We then save the script and make it executable:

$ chmod +x download_files.sh

We can also modify the script to download files from different directories.

5. Handling Servers Without Directory Listings

If the server doesn’t provide a directory listing, we can check for an FTP or WebDAV interface that lets us list and download files. Moreover, curl can also be used to interact with FTP or WebDAV servers.

Let’s download files via FTP:

$ curl ftp://username:[email protected]/files/ -O

Alternatively, we can use a different tool like wget. It’s an excellent alternative that supports recursive downloading and can handle directory structures more easily than curl.

Let’s look at a simple example of how to download files from a directory recursively:

$ wget -r -np -nH --cut-dirs=1 -R "index.html*" https://example.com/files/

Let’s look at the breakdown of the command above:

  • -r enables recursive downloading
  • -np ensures that wget doesn’t ascend to the parent directory
  • -nH prevents the creation of a host directory
  • –cut-dirs=1 removes a portion of the directory path
  • -R “index.html*” excludes index.html files from being downloaded

wget is a more robust tool for downloading entire directory structures, making it a useful alternative when curl falls short.

In some directory listings, file links might be relative rather than absolute. In such cases, we’ll need to modify the script to handle this.

Let’s look at examples of relative links that we might find:

<a href="file1.zip">file1.zip</a>
<a href="subdirectory/file2.zip">file2.zip</a>

We can adjust the curl command to account for the base URL and relative paths. For example, here’s an updated version of the script that handles both absolute and relative links:

#!/bin/bash

# URL of the directory
URL="https://example.com/files_directory/"

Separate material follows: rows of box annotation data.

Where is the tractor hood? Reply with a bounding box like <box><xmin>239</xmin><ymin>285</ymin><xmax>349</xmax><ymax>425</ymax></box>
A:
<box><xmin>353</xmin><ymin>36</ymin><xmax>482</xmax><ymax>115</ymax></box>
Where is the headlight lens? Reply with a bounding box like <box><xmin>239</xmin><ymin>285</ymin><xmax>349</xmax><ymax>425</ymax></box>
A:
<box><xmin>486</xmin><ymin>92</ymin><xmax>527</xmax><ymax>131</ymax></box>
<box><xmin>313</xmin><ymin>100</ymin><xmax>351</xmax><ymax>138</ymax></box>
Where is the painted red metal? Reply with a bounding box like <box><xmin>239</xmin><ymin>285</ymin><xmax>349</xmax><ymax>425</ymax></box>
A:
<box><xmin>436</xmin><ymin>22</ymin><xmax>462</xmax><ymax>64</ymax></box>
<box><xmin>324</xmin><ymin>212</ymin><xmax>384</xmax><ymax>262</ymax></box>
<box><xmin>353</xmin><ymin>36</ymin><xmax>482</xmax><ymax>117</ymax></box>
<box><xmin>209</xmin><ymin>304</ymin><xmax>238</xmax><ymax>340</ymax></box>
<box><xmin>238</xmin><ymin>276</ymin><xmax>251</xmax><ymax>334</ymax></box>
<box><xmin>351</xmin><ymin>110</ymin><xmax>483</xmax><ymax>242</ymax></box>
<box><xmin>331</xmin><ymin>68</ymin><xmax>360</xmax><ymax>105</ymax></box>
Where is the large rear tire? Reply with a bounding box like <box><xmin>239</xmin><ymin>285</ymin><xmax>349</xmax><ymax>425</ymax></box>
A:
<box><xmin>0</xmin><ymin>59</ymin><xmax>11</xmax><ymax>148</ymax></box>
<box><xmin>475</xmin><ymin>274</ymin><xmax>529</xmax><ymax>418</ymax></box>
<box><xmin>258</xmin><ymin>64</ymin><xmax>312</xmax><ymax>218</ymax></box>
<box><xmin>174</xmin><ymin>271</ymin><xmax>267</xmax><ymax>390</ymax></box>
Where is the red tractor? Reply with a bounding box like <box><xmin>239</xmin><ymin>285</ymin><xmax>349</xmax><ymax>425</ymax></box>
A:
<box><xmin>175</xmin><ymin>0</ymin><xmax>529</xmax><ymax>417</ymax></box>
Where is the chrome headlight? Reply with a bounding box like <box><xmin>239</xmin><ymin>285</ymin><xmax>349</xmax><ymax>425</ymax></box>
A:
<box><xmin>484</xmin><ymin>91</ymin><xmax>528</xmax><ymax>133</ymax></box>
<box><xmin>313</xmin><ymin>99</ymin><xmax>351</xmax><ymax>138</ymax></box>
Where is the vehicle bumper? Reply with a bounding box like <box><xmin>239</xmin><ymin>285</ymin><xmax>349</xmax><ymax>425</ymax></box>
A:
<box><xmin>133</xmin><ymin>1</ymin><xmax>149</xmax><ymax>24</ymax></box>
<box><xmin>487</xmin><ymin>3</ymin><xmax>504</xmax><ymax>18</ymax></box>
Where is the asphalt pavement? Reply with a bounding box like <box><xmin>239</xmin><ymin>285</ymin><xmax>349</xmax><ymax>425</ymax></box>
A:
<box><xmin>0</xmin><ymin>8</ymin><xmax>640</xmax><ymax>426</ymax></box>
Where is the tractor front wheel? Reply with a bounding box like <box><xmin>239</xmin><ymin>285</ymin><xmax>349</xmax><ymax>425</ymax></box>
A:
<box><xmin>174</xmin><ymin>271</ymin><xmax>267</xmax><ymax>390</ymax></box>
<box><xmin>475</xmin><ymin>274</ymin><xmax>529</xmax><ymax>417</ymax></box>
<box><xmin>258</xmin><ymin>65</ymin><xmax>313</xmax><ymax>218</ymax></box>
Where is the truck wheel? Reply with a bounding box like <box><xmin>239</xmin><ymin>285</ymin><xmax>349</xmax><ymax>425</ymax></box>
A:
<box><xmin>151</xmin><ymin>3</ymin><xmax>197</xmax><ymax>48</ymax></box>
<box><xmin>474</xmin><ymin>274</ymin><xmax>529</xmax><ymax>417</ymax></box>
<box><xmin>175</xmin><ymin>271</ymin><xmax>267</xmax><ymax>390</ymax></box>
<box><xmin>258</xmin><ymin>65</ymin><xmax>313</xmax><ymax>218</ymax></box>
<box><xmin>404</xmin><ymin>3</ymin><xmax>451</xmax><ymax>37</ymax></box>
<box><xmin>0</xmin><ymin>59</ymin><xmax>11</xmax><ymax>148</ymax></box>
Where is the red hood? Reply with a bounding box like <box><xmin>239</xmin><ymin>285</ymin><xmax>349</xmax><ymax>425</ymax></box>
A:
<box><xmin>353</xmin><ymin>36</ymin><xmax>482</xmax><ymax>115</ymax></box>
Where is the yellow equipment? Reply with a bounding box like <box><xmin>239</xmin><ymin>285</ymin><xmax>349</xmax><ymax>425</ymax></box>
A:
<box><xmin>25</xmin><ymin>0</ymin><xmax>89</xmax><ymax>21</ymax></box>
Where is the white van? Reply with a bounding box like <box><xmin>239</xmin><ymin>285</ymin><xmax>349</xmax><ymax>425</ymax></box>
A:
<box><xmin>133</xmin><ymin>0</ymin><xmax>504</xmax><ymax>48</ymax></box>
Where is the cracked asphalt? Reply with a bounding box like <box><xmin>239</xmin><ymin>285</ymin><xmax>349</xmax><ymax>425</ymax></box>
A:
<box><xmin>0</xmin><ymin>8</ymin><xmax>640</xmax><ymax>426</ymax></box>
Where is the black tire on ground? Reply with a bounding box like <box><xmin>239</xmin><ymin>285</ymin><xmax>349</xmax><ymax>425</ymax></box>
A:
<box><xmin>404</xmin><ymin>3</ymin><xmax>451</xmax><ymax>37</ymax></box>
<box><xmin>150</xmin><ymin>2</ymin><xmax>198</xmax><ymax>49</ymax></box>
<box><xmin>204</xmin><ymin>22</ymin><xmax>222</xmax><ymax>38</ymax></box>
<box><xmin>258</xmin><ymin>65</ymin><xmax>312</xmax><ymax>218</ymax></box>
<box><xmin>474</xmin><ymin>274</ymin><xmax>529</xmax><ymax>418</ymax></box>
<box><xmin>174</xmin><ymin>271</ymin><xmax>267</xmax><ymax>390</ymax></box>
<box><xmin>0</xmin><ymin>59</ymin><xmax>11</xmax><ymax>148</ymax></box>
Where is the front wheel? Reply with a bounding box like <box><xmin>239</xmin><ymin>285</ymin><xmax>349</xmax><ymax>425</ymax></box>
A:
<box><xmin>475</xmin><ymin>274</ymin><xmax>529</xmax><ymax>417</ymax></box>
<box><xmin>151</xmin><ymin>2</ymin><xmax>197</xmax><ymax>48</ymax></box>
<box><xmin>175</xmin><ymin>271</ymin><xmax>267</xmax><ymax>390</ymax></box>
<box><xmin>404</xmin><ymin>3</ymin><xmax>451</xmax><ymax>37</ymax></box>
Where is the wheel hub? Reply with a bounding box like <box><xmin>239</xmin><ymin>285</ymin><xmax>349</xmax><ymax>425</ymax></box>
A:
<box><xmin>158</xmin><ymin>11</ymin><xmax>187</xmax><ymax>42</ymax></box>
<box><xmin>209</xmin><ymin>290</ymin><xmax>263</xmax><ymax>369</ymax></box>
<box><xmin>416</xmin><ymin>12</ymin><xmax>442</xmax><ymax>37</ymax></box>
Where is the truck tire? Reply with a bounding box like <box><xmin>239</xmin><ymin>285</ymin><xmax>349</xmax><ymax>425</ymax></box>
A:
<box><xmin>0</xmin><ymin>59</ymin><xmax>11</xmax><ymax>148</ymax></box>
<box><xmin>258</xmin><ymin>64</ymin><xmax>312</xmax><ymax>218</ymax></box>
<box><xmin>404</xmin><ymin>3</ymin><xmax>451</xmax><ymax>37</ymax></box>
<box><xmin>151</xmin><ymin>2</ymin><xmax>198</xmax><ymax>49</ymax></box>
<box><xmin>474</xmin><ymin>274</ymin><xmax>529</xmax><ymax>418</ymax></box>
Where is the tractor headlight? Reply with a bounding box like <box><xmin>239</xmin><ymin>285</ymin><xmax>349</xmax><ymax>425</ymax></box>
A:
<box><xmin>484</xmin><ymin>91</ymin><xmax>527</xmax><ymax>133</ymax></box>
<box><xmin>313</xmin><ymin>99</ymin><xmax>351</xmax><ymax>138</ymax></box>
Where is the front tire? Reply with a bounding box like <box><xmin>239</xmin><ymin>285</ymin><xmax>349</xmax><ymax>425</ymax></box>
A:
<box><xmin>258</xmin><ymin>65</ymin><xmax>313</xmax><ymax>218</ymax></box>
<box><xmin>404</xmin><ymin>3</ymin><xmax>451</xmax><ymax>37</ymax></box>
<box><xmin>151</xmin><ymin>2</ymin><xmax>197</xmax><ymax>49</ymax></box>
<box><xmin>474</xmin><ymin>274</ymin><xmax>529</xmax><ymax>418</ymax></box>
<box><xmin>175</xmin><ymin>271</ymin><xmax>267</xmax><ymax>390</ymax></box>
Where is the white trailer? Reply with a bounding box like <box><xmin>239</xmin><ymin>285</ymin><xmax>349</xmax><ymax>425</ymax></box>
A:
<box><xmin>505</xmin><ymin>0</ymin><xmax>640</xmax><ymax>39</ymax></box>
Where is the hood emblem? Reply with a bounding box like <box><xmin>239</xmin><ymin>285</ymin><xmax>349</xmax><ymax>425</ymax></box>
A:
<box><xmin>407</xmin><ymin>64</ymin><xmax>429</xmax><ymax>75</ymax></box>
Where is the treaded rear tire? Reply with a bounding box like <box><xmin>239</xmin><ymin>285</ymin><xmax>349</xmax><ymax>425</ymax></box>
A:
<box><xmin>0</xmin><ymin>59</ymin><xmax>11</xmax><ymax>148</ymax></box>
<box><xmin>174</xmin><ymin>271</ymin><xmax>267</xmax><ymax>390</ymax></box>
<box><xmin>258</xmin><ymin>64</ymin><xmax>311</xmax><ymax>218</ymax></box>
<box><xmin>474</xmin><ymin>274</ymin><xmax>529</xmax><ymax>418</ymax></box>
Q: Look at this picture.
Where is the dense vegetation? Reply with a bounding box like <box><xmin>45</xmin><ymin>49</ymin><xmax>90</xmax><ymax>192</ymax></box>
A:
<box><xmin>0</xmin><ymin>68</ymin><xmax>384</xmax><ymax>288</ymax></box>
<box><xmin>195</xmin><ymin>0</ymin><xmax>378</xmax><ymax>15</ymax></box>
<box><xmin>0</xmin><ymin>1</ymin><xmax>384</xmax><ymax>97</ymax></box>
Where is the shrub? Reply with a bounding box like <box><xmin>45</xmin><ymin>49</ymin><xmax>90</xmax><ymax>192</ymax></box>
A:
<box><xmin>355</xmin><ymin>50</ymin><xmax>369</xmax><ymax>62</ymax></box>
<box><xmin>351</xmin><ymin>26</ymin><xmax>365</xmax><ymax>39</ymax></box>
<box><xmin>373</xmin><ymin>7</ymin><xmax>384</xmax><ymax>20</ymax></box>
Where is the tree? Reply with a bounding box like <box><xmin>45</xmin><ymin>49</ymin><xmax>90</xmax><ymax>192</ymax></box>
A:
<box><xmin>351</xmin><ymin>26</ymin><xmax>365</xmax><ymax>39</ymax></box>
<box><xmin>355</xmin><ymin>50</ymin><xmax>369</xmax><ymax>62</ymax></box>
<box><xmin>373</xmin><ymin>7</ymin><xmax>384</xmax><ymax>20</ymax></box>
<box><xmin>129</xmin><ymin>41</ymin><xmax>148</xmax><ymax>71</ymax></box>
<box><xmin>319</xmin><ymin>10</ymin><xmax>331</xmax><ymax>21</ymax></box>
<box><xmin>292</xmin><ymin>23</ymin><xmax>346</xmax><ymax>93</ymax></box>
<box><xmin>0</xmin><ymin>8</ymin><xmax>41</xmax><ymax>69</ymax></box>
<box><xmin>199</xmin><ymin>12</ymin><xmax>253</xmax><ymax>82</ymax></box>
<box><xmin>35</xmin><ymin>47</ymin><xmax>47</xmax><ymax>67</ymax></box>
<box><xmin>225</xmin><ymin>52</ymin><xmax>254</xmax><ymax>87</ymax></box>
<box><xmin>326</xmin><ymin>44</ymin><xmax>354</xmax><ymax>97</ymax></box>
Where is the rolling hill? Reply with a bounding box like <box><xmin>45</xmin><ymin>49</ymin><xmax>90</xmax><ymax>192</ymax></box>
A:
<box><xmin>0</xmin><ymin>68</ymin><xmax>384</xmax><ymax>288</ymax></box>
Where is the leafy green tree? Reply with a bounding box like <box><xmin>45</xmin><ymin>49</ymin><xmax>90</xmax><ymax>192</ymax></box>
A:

# Download the directory listing
curl $URL > directory-listing.html

# Extract file links and download them
grep -oP '(?<=href=")[^"]*' directory-listing.html | while read -r file; do
    # Handle both relative and absolute links
    if [[ $file == http* ]]; then
        curl -O $file
    else
        curl -O $URL$file
    fi
done

We’re constructing the full URL for each file by appending the extracted file’s name to the base URL stored in the $URL variable.

On the other hand, if the server requires authentication, we can include the -u option in the curl command:

$ curl -u username:password -O https://example.com/files_directory/file.zip

We can specify a username and password to download the file.

7. Conclusion

In this article, we’ve looked at how to download all files within a directory using cURL. Additionally, we wrote a script that automates the process while considering absolute and relative file paths.

Downloading all files in a directory with curl can be tricky since HTTP servers don’t always expose directory listings. Moreover, curl doesn’t have built-in support for recursive downloads. However, by combining curl with tools such as grep and xargs, we can automate the process for servers that provide directory listings.

In cases where the server doesn’t allow directory listings, or when we need recursive downloads, wget may be a better option.